I pass a woman bathing naked on a rock. She looks at me. I look at her. She looks away. I look away. I look deep into a shallow river and find the eels: topaz eyes, bodies long and fat, sharp teeth. I feed them tuna from a leaf. The sky turns to strawberry milk and spills into Mountain Woman’s mouth.
There are other days and other things too; I sail to the end of the blue lagoon. I chase fish through a coral maze like a sea monkey. I see stone fish, moray eels, starfish- purple and soft. I find a yellow pearl. I surf. I drink cold coconuts. I meet a painter. I ride bicycles around the island twice; once south to north, and again north to south.
It is on this day, today, the day of the second bicycle adventure, from north to south, that life gets weird. I am with a French couple that lives on a yellow sailboat named Zen. We are riding past palm trees and blue water. I say, “Do y’all ever feel guilty that this is our life? That each day is this epic?” The shake their heads no.

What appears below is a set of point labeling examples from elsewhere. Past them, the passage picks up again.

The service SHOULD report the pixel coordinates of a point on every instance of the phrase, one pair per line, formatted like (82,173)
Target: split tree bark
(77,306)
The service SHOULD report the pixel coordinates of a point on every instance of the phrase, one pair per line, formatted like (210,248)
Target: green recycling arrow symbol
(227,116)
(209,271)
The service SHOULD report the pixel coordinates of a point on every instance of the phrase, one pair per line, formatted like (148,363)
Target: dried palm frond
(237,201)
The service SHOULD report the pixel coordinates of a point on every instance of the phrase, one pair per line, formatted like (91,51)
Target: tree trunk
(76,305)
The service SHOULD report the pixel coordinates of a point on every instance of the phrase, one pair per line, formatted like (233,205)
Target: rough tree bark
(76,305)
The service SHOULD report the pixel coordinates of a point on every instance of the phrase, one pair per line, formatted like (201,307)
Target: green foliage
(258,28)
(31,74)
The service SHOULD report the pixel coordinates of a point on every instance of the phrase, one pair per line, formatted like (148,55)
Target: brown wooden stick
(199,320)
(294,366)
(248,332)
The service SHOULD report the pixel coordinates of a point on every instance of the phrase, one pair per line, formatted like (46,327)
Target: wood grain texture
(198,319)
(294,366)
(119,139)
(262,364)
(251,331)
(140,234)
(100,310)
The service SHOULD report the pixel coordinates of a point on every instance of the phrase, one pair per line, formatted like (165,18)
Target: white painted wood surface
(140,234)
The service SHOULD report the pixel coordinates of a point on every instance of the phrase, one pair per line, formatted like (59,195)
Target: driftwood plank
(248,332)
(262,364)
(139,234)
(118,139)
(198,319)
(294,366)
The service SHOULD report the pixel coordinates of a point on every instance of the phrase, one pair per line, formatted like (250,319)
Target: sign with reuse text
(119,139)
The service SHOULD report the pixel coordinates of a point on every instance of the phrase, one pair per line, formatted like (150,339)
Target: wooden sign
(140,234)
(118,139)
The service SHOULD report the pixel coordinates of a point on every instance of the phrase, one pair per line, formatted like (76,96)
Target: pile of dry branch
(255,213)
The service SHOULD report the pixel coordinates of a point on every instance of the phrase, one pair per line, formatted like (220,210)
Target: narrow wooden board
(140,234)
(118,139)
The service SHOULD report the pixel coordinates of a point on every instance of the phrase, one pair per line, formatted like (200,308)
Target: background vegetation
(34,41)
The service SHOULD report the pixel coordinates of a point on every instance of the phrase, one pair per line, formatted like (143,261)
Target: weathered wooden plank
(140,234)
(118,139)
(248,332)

The woman is a nurse and she looks like a starlet. Blonde strands, almond eyes, and a body as thin as an insects. She can eat too, whatever she wants; chocolate cake, foot long sandwiches, lobster, sweet bread. She eats it all fast, without breath, like it’s her last supper or like she’s been hiding under a rock in a war torn country and eating dirt and boiled rubber for the last seven years.
We are pushing bikes up the tallest mountain around. I’m about to evaporate. The sun is the same temperature as hell and each step is liquid. The starlet nurse tells me what’s hidden beneath this island’s charm. She says sometimes men sneak aboard boats. That once they did so and beat an old sailor until he was blind in one eye. She tells me that it’s best to sleep with some type of weapon nearby. She also tells me that last week, in this anchorage, a sailboat blew up and one person died. It was a bare charter boat and they think it’s got something to do with gasoline mistakenly put into a diesel engine, but nobody really knows.

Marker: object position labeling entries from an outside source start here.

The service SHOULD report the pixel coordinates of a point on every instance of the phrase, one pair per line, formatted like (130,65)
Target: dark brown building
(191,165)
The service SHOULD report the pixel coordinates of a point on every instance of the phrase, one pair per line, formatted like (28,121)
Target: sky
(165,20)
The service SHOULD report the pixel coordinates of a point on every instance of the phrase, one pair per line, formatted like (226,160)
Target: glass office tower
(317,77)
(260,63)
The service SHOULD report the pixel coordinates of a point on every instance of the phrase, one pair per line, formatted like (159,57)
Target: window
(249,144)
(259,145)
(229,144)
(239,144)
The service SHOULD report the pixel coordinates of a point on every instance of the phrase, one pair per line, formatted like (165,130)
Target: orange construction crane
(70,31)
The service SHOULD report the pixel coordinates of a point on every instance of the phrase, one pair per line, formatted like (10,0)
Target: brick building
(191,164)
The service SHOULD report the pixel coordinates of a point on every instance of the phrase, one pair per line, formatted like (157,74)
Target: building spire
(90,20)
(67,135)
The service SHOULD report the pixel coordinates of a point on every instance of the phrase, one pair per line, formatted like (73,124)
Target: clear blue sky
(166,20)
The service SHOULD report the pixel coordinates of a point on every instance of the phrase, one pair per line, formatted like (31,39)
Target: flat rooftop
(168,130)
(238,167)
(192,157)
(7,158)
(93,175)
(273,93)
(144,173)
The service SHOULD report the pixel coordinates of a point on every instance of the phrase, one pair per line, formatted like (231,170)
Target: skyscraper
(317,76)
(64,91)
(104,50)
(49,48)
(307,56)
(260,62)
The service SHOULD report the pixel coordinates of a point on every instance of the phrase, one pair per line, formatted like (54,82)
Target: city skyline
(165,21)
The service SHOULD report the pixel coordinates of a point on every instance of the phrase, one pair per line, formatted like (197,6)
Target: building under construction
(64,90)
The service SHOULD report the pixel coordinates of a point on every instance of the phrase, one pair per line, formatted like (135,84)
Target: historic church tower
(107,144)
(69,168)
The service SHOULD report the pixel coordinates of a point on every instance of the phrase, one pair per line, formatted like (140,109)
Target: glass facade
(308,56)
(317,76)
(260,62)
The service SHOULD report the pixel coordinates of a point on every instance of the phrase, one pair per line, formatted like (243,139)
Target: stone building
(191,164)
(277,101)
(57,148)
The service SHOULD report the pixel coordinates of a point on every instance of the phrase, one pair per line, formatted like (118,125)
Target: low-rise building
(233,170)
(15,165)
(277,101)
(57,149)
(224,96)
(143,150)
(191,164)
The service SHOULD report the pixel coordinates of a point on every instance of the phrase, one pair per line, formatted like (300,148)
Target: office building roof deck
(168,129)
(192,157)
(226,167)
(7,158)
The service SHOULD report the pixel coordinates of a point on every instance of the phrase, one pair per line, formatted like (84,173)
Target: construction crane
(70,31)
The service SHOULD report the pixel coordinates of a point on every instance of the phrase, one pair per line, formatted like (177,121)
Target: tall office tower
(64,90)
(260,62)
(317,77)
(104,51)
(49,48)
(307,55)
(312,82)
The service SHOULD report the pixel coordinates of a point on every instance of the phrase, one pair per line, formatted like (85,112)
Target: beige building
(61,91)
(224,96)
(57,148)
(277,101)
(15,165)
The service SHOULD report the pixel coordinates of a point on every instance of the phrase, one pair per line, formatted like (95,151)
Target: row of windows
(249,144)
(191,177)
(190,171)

We fall wheel over wheel down the backside of the mountain. The road gets flat. The starlet and her partner pedal ahead. My handlebar screw is loose and I’m wobbling all directions just trying to bike straight. A chicken crosses the road. Why? For the same reason it later flew into a tree, because it wanted to. There is a man sitting in a patch of grass. He turns his body towards me with his left hand waving and a smile that reeks of rum. He yells out “La Orana, I love you.” Guess what he’s doing with his right hand? Take one wild guess?
That’s right! Pants unzipped and his palm is piling on the pleasure. My stomach feels as angry as a snake trapped inside a tuba. At least this man was on the side of the road and everyone else must have gotten his peep show as they passed. I catch up to the Zen couple. They saw the man, but he was clothed and just talking nonsense when they passed him.

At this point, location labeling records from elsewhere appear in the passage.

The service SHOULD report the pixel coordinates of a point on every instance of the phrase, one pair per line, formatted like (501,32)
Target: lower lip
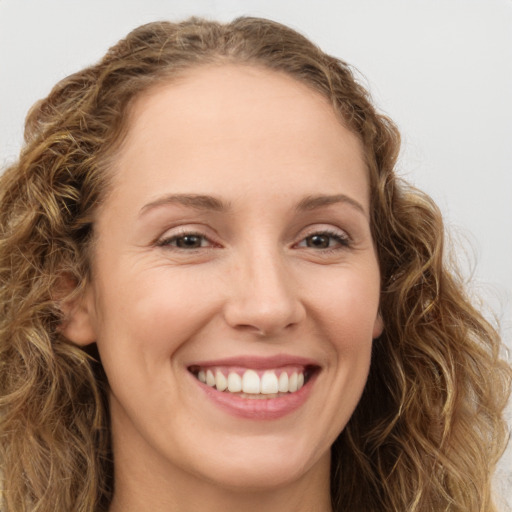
(259,408)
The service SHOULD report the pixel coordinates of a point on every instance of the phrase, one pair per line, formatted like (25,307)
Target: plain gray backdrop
(442,69)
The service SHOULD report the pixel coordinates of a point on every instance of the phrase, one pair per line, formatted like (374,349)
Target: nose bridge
(264,298)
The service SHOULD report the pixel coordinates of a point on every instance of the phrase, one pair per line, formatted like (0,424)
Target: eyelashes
(323,240)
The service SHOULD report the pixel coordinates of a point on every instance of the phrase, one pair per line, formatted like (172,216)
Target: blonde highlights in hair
(429,428)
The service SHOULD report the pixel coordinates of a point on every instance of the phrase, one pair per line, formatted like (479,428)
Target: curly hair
(429,427)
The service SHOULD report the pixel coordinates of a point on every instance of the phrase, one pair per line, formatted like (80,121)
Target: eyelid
(343,237)
(182,231)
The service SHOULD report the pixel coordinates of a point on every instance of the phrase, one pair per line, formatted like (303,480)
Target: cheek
(149,314)
(347,306)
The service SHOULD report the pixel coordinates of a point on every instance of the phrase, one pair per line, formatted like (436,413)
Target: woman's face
(235,248)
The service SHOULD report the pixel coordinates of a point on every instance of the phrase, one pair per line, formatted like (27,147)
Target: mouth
(255,383)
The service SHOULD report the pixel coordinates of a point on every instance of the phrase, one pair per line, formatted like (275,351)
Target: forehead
(237,121)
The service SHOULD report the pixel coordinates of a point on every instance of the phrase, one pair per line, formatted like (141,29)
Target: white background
(442,69)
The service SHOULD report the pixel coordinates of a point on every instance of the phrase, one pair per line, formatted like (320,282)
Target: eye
(325,240)
(185,241)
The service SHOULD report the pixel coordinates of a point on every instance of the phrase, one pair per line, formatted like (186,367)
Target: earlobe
(77,324)
(378,327)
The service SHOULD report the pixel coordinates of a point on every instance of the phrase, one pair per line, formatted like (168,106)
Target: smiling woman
(216,294)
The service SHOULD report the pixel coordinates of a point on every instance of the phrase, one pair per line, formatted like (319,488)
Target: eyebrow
(314,202)
(195,201)
(209,203)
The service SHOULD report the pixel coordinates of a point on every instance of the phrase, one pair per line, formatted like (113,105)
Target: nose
(263,297)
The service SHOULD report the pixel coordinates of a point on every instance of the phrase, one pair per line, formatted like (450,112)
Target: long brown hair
(428,430)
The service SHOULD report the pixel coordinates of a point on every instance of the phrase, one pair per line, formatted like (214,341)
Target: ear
(78,316)
(378,326)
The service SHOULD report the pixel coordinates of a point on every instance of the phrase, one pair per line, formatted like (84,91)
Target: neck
(141,489)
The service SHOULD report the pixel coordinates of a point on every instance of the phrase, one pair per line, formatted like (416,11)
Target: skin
(255,285)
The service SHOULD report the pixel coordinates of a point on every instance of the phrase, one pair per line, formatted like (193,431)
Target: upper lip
(258,362)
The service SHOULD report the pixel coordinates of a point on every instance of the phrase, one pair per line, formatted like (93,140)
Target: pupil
(318,241)
(189,241)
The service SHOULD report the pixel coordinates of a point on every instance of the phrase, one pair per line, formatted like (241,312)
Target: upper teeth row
(250,382)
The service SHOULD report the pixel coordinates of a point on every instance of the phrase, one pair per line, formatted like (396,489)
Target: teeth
(283,382)
(221,383)
(269,383)
(300,380)
(251,383)
(234,383)
(292,382)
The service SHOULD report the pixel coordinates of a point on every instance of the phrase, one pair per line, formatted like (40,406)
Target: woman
(217,295)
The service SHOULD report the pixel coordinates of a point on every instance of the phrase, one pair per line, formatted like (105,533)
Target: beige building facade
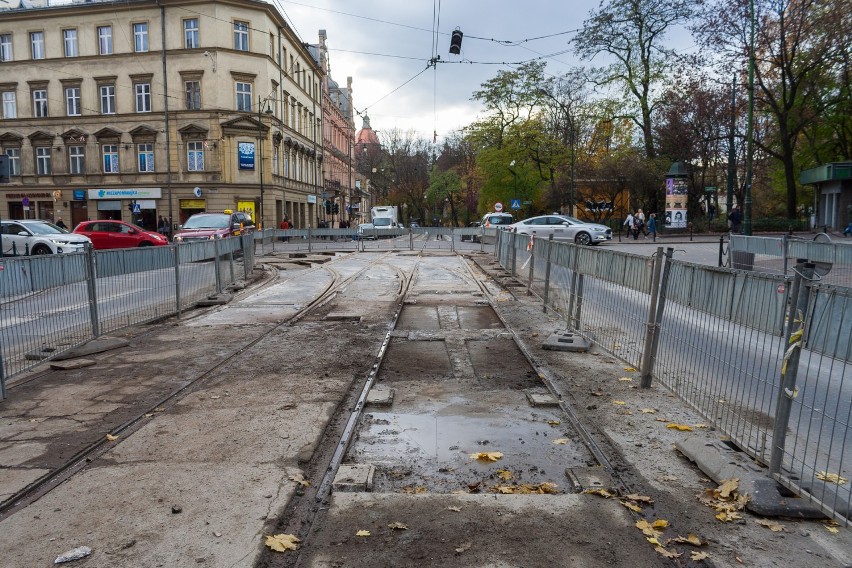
(100,120)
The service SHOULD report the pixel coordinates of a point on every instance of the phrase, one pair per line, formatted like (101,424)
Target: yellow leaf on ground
(773,526)
(282,542)
(486,456)
(831,477)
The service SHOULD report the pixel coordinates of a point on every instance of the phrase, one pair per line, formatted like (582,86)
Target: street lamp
(268,112)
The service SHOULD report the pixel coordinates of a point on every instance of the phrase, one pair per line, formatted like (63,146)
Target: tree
(632,33)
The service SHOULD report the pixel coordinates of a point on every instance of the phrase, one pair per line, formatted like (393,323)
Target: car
(209,226)
(563,227)
(22,237)
(107,234)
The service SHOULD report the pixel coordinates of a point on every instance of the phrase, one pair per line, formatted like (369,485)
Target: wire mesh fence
(51,304)
(721,340)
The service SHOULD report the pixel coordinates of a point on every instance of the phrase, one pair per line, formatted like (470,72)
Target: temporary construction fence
(52,303)
(766,358)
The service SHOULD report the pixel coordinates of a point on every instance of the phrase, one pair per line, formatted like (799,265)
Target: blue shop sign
(246,155)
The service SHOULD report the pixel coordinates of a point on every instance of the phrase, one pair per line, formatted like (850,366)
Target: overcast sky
(382,44)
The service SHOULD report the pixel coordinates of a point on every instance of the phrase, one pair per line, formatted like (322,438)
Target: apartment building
(138,109)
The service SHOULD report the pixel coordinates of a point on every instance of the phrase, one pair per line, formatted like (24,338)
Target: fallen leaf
(300,479)
(667,553)
(773,526)
(486,456)
(831,477)
(282,542)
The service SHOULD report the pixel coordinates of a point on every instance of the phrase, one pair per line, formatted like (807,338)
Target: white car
(22,237)
(563,227)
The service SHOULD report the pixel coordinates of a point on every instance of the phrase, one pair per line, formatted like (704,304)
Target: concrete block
(566,341)
(380,395)
(354,478)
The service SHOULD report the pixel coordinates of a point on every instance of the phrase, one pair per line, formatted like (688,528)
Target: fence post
(790,365)
(92,288)
(177,278)
(547,271)
(658,319)
(217,268)
(514,252)
(532,266)
(650,327)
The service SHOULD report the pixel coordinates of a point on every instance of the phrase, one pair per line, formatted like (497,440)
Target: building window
(69,38)
(193,95)
(146,157)
(195,156)
(110,158)
(107,99)
(72,101)
(76,159)
(10,105)
(37,44)
(140,37)
(244,97)
(143,97)
(190,33)
(105,40)
(5,47)
(240,35)
(40,103)
(14,161)
(43,160)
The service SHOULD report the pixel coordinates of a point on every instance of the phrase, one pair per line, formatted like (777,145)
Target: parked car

Why does this keep happening? To me? It’s so bizarre. I have to change this story, I can’t let it bother me or perceive it as taboo, or it will keep happening. Here are my new story options; 1-these men have mistaken me for some goddess and they are performing acts of devotion, 2- these men have mistaken themselves for Gods and are under the notion that they are creating new universes each time they do this act and therefore need a witness, 3- these men are apes disguised as humans, 4- the devil mounted these men and is trotting their bodies around as easily as one would a pony, 5- these men are ancient Egyptians and they think I’m the Nile.
I go home to Juniper. I can’t believe it, but I’m over it. Sort of, not really, but I don’t know what else to do. If we feed our attention to anything it gets fatter and I want these experiences to disappear. Plus, separate from this, I’m still discombobulated. Home doesn’t feel like home anymore, dark questions echo, and I still can’t find my toes.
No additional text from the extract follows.